Posted by Danny Dover
This week’s Whiteboard Friday features the return of Rand (woo hoo!) and his self declared biggest SEO mistakes. We screw up a lot here at SEOmoz (hell, they hired me), so we feel it is only appropriate to take this opportunity to share what we have learned in an effort to prevent you from making similar mistakes. SEO is complicated. The best we can do is practice, work hard and compare notes.
This tactic also took place before formal SEOmoz days. At the time, Rand spent client budgets on paid links. This is a bad idea because the value of the links can’t be determined (was Google even counting them?). He later found out through Google employees that the links were not being counted and that they may actually be hurting the client’s site ability to rank. Oops!
This mistake is a little bit more subtle. For years, SEOmoz recommended including keywords in the H1 of pages. After we started doing formal machine learning correlation tests we found out that this tactic didn’t actually help very much at all (including the keywords in normal text in bigger fonts worked essentially the same). This was a shame because it meant we wasted time and energy convincing our clients to update their H1s.

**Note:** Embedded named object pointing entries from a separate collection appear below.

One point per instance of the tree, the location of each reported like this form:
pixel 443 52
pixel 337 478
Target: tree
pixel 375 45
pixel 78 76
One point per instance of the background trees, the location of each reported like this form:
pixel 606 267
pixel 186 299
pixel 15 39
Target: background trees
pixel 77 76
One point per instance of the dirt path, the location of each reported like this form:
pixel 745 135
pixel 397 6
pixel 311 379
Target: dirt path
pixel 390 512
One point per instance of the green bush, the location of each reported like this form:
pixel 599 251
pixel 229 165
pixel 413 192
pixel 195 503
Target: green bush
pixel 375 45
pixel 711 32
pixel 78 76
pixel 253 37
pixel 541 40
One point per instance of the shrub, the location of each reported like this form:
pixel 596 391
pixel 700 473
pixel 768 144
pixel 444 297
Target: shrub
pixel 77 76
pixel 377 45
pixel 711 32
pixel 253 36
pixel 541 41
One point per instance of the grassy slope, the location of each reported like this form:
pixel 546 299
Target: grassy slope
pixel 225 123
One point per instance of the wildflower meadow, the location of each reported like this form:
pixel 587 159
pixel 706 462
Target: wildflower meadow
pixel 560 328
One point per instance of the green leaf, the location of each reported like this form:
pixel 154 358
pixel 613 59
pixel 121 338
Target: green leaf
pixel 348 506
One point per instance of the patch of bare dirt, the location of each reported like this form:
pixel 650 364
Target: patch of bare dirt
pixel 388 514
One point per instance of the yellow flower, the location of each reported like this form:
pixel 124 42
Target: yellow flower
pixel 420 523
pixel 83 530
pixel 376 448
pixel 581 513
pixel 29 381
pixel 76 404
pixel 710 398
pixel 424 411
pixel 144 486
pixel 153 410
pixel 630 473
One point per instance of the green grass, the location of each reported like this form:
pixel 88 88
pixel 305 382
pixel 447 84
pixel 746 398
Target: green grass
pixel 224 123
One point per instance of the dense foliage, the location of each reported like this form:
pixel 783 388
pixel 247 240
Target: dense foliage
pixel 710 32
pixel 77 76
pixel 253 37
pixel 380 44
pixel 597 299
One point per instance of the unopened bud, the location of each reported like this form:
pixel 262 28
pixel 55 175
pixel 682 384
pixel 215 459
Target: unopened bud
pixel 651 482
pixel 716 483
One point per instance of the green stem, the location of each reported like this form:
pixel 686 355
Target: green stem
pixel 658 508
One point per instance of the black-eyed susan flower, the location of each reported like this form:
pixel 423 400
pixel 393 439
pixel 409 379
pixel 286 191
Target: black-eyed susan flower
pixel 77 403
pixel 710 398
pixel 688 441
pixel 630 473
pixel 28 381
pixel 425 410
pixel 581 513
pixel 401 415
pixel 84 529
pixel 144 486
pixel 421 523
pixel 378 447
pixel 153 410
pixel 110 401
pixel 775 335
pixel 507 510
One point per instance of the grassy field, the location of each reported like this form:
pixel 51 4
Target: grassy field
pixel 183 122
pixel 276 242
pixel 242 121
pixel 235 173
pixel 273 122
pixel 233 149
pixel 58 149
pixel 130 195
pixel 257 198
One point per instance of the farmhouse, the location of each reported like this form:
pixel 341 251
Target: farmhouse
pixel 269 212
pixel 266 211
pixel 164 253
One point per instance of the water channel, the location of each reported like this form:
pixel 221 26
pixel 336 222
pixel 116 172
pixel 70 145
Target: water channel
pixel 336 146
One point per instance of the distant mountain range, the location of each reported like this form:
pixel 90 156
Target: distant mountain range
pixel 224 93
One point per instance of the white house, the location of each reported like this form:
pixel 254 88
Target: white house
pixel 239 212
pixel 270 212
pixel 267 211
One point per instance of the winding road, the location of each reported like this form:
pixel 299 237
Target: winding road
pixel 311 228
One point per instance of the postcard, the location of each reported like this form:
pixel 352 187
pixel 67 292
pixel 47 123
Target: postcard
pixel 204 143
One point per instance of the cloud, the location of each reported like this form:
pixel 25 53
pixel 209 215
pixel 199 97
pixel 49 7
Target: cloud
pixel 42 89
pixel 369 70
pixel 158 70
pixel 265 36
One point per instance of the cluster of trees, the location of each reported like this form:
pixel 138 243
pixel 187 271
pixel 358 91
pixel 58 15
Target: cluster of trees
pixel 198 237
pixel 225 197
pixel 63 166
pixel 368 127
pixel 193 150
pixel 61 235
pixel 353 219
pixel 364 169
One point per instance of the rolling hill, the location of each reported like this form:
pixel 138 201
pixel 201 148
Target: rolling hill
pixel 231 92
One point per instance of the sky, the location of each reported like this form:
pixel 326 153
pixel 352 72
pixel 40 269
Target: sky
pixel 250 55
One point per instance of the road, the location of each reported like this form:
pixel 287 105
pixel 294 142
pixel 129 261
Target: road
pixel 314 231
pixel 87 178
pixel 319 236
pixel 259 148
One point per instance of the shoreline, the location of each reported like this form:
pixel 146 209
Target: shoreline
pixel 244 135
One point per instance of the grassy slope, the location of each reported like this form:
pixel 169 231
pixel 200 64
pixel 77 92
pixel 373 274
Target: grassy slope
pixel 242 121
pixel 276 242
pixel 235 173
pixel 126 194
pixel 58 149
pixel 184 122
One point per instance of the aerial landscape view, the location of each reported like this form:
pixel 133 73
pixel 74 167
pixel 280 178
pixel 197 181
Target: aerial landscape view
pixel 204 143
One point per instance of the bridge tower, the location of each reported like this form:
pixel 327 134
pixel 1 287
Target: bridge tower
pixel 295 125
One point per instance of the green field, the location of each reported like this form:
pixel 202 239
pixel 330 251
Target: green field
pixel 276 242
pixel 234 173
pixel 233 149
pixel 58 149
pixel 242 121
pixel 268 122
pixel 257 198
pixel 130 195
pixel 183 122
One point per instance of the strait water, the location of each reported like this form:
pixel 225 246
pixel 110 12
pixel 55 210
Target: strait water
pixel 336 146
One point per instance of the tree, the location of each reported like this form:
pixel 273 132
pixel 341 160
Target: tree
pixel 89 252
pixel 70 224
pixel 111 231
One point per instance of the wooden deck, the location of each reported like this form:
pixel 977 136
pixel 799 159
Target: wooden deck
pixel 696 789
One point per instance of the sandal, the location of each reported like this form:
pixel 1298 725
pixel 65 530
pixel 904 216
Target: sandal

When XML Sitemaps first debuted, Rand and SEOmoz recommended not using this. While the idea was sound in theory (having a XML Sitemap can make it difficult to spot information architecture problems) the observation ended up being outweighed by the impact we saw with the increased indexation rates of sites that employed this tool.
Recently we decided to 301 redirect all of the old Linkscape reports to our newer, better converting, Open Site Explorer reports in a 1-1 relationship. This was in theory a good idea but unfortunately including various tracking components on the redirect URLs resulted in us losing a significant amount of traffic. We later fixed this with rel=canonical but a lot of the damage was already done. Ouch!